En la clara y estrellada noche, el guerrero dirigió sus pasos hacia el castillo donde mora la princesa de su cuento.
El frío de la noche quedaba muy externo a sus pensamientos mientras recorría el camino que le llevaba desde la lejana escuela de los guerreros hasta las murallas del castillo. La luna tenía forma de sonrisa, y provocó la propia sonrisa del guerrero, haciendo que se olvidara durante unos instantes del ardor de su corazón. Nadie circulaba a esas horas entre las abigarradas formas de las casas de los artesanos, desordenadamente construidas aprovechando los muros del castillo. El guerrero atravesó el barrio, apenas dándose cuenta que la humedad de sus ojos enturbiaba parcialmente la hermosa visión que desde aquella parte de la ciudad se tenía de la vecina campiña. Se obligó a sí mismo a forzar el ritmo de su caminar, mientras comprobaba con un mecánico gesto la posición de su espada : “Un guerrero de la luz siempre debe estar alerta”, recordó mientras recomponía en su mente la imagen de su adorado maestro.

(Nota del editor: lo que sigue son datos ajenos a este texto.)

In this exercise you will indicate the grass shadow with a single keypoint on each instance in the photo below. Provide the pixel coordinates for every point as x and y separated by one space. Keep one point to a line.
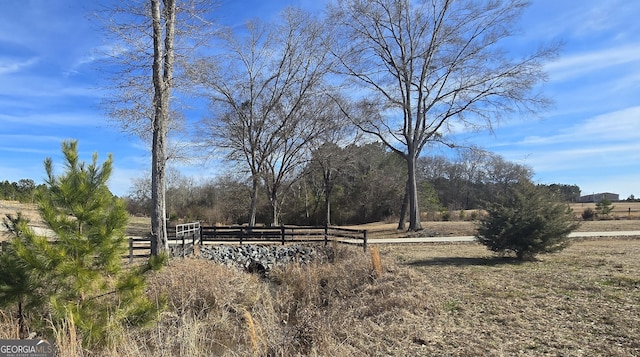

El guerrero conquistó la posición que conocía : un lugar discreto y tranquilo, lejos del alcance de otras miradas, una privilegiada atalaya desde donde podia ver la ventana a la que se asomaba la princesa desde el borde de sus sueños. Y era allí donde otras noches el guerrero había experimentado la sensación de vivir sus propios anhelos, allí desde donde otras noches el guerrero había compartido con la princesa la inocente y casi infantil ilusión de unos deseos compartidos.
Pero esa noche la princesa no estaba.
El guerrero esperó y esperó … la sonrisa de la luna se desdibujó con la suya, el rocío del amanecer organizó gruesas gotas de agua sobre su yelmo, sus ojos llovieron sobre su armadura, se aflojó la mano que sujetaba la espada y se apagaron poco a poco las estrellas que le acompañaban en aquella despiadada noche.
Fue entonces cuando el guerrero se dio cuenta de la realidad : Había sido hechizado por la reina Morgana, y aquella princesa de ebúrneo rostro y cabellos de Rapunzel ya no era prisionera del castillo … sino de sus propios sueños. El guerrero había contruido su propio castillo de ilusiones y lo había ocupado con su propia princesa, la princesa de su cuento.
Y el guerrero entonces comprendió que verdaderamente no conocía a aquella princesa, y que en realidad la princesa tampoco lo conocia a él … nunca se vieron los rostros, nunca se miraron a los ojos, nunca se rozaron las yemas de sus dedos, nunca pudieron apreciar el cálido perfume de sus húmedos cabellos … Había sido sólo una ilusión creada por la reina Morgana para distraerle de las ocupaciones propias de un guerrero de la luz.
El guerrero abandonó pesaroso su lugar secreto, y en su propio suspiro dejó escapar el aroma de la princesa encantada. Volvió sus pasos hacia el camino, ahora bullicioso de trajín matinal, y se dejó sentir por los resquicios de su armadura el agradable calor de los primeros rayos de sol. Volvió a pasar por las calles, volvió a encandilarse con el parpadeo de las doncellas de diadema floja, y volvió a la escuela de guerreros, a proseguir su formación.